C-Alpha-Methyl-L-Valine: A Preferential Choice Over Alpha-Aminoisobutyric Acid For Designing Right-Handed Alpha-Helical Scaffolds

In synthetic peptides containing Gly and coded alpha-amino acids, one of the most common practices to enhance their helical extent is to incorporate a large number of L-Ala residues along with noncoded, strongly foldameric alpha-aminoisobutyric acid (Aib) units. Earlier studies have established that Aib-based peptides, with propensity for both the 3(10)- and alpha-helices, have a tendency to form ordered three-dimensional structure that is much stronger than that exhibited by their L-Ala rich counterparts. However, the achiral nature of Aib induces an inherent, equal preference for the right- and left-handed helical conformations as found in Aib homopeptide stretches. This property poses challenges in the analysis of a model peptide helical conformation based on chirospectroscopic techniques like electronic circular dichroism (ECD), a very important tool for assigning secondary structures. To overcome such ambiguity, we have synthesized and investigated a thermally stable 14-mer peptide in which each of the Aib residues of our previously designed and reported analogue ABGY (where B stands for Aib) is replaced by C-alpha-methyl-L-valine (L-AMV).
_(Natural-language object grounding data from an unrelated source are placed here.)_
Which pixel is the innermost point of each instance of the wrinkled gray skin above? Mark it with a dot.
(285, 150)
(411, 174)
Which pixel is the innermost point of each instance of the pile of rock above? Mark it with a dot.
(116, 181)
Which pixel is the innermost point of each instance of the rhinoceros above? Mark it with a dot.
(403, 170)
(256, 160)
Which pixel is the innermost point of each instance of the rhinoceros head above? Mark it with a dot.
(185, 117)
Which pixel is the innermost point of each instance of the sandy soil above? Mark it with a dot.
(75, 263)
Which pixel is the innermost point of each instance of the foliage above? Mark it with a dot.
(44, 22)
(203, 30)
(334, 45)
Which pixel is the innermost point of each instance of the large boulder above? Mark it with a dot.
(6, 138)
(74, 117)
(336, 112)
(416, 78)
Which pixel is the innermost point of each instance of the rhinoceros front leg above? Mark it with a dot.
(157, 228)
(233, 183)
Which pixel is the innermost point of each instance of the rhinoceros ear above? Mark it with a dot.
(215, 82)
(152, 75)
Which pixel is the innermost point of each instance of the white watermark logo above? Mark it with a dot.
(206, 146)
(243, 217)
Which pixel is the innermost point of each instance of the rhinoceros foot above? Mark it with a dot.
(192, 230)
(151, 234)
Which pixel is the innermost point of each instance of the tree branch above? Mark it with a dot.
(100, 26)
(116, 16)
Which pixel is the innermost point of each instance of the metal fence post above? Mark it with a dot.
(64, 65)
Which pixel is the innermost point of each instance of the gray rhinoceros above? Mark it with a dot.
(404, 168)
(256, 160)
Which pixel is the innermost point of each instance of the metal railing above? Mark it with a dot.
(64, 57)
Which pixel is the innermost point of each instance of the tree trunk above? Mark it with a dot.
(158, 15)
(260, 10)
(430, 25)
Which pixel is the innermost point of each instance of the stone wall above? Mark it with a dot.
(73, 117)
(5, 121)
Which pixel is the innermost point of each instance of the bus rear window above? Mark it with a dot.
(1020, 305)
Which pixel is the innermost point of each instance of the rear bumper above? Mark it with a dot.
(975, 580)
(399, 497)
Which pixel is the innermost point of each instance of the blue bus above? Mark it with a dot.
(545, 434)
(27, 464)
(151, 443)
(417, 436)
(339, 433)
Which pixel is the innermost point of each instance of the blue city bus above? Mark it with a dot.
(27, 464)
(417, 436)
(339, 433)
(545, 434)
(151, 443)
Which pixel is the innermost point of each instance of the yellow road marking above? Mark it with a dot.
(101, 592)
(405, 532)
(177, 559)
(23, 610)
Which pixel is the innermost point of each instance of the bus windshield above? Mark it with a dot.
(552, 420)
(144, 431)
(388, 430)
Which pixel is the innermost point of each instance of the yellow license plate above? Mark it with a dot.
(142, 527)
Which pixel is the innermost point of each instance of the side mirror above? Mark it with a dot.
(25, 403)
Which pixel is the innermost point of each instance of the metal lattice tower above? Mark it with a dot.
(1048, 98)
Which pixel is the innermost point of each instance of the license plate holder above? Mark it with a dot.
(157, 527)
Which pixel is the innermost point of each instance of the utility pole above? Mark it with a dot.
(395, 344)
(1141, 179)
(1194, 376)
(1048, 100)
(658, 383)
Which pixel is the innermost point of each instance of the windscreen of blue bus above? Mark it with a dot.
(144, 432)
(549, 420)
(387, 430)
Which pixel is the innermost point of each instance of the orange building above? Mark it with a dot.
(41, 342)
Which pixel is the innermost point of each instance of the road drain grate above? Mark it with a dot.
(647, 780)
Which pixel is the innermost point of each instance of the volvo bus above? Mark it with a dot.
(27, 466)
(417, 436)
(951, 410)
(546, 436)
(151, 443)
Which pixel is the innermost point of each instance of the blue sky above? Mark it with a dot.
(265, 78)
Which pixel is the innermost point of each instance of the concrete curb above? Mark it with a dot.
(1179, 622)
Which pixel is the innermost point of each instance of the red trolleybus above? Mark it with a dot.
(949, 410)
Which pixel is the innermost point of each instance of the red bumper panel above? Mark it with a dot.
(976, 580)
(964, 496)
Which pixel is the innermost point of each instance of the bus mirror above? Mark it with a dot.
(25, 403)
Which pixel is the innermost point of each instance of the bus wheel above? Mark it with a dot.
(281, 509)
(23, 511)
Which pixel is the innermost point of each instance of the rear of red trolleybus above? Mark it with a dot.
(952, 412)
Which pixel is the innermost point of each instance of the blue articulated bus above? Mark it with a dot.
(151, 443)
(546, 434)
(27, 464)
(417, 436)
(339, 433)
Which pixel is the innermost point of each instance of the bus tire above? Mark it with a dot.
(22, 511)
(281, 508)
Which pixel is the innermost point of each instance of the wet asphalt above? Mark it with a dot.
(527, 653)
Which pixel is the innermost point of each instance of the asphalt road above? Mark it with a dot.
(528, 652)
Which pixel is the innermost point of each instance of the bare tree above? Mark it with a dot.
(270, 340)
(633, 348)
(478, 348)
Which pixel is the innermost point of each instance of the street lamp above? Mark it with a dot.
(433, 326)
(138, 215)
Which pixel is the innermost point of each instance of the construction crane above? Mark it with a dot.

Analysis of the results described here from complementary ECD and H-1 nuclear magnetic resonance spectroscopic techniques in a variety of environments firmly establishes that the L-AMV-containing peptide exhibits a significantly stronger preference compared to that of its Aib parent in terms of conferring alpha-helical character. Furthermore, being a chiral alpha-amino acid, L-AMV shows an intrinsic, extremely strong bias for a quite specific (right-handed) screw sense. These findings emphasize the relevance of L-AMV as a more appropriate unit for the design of right-handed alpha-helical peptide models that may be utilized as conformationally constrained scaffolds.